The European Sustainable Investment Forum said it was “very concerned” about the changes, which “mark a significant setback in ambition”. If adopted as such, the standards risk “undermining the effectiveness of the CSRD, as well as the implementation and coherence of the EU sustainable finance framework”, warned the organisation in a press statement. 

“Investors and other financial market participants need reliable and comparable sustainability-related corporate disclosures to make informed investment decisions and to comply with their own regulatory requirements stemming from the Sustainable Finance Disclosure Regulation, Benchmark Regulation, and Pillar 3 disclosure requirements,” said Eurosif.

Inconsistencies

It also warned that making climate disclosures subject to a materiality assessment was “inconsistent” with the objectives of the European Green Deal and the EU Climate law.

“We are quite disappointed with the watering down of the standards,” Axelle Blanchard, policy and research officer at law firm Frank Bold, told Sustainable Views. “We are especially concerned about the change from mandatory to materiality assessment for climate, especially GHG emissions, and social, notably own workforce data, reporting and the fact biodiversity transition plans have been made voluntary.”

“The proposal creates a lot of loopholes,” Blanchard added. She also highlighted the problems it may create with other EU legislation, such as the Corporate Sustainability Due Diligence Directive.

Members of the European parliament recently agreed that companies and financial institutions in Europe should produce climate transition plans in line with the aims of the Paris Agreement. The ESRS could, however, absolve companies from having to report on these plans. “If reporting does not follow, it is like trying to walk with only one leg,” Blanchard said.

The proposal “brushes aside the multi-stakeholder proposal from Efrag, which was meticulously developed over a three-year process in close collaboration with the commission,” WWF European Policy Office senior economist Sebastien Godinot said in a statement.

He said the alterations would not alleviate the reporting burden for companies, but would create “inconsistencies with other EU reporting requirements, increase complexity for companies, lower EU ambition compared to global reporting standards, and open the door to greenwashing”.

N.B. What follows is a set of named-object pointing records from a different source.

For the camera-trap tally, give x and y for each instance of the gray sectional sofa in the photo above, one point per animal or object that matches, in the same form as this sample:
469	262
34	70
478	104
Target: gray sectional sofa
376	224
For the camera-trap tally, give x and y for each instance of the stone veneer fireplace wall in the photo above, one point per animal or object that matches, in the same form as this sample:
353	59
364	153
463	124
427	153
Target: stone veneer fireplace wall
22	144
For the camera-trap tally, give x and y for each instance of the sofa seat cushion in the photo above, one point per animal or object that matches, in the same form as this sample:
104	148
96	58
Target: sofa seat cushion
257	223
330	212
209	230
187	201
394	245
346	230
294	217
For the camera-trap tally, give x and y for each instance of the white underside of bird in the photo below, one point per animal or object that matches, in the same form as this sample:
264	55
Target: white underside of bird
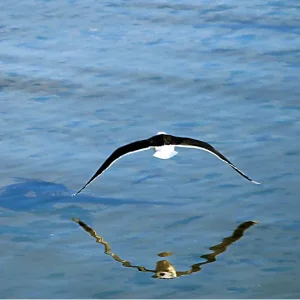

“Leaving climate reporting to the discretion of companies’ own materiality assessment raises the risk of data inconsistencies, messier reporting process and poor climate transparency,” said Jurei Yada, programme leader for EU sustainable finance at climate think-tank E3G.

Deloitte France co-managing partner for sustainability services Julien Rivals offered a more positive spin in a LinkedIn post. He suggested that “rationality and efficiency” had led to the commission’s choices.

“Is this really a pushback? Not sure at all,” he wrote. “The ESRS are still demanding and don’t miss the ambition! Yes, climate is not compulsory any longer… But it doesn’t mean that companies will not have to report!! At first view, I find the compromise quite balanced.”

The proposal is now out for public consultation for four weeks until July 7.